Whoops, my keyboard made a stupid mistake.  The Antarctican is Lower
Jurassic.  What a stupid machine.

I seem to remember there's meant to be at least one more West Siberian trity
from the Kemerovo Region, and know for sure /Xenocretosuchus/ has been
picked up from north from the Shestakovo localities at Bol'schoi 3 Kemchug.
It's another exposure of the same Ilek Formation, and can only be reached by
canoe.  It's in the middle of taiga forest.  It's Bol'shoi 3 Kemchung
friends include an amphilestid named /Kemchugia/, two unnamed species of the
increasingly promiscuous /Gobiconodon/ plague and a bit of something.  Other
than for the late trity, the local eucynodonts are fanatically triconodont
so far.  However, sampling there is limited by canoe size.  Presently, for
example, there's no chance of taking lots of sediment away for later
processing.

I recently read a Japanese paper: Matsuoka et al, 2002, A clue to the
Neocomian vertebrate fauna: initial results fromt the Kuwajima "Kaseki-kabe"
(Tetori Group) in Shiramine, Ishikawa, central Japan, Memoirs of the Faculty
of Science, Kyoto University, Series of Geology and Mineralogy, 59(1),
p.33-45.  That provided further info on their trity, some pretty good
looking triconodont jaws and a multituberculate.  For some reason, they seem
to publish bits of information spread across several journals.

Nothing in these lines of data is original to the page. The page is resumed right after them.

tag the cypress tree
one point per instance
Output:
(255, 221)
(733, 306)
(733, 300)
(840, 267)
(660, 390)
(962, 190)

Anyway, they've switched to using the plural.  The trity teeth tally's got
to 150, and most belong to a 'large' type.  (Sizes, if available, have
perhaps been published in yet another study.)  These feature a relatively
low number of cusps in the usual three rows for the upper postcanine: 2:2:2.
Then there are some middling sized specimens, but the morphology's similar.
Both types are at least generically the same.

Then they've got a couple of small specimens of lower postcanines.  These
are said to be comparatively small for tritys.  (The smallest tritys so far
have juvenile skull lengths of around 4cm (/Lufengia/) and 5cm
(/Bocatherium/).)  There's little description of these lower postcanines in
this particular study, but the authors state they are clearly
morphologically different to other lowers in the sample, and not simply due
to size.  Presumably, that'll be a distinct genus at some stage.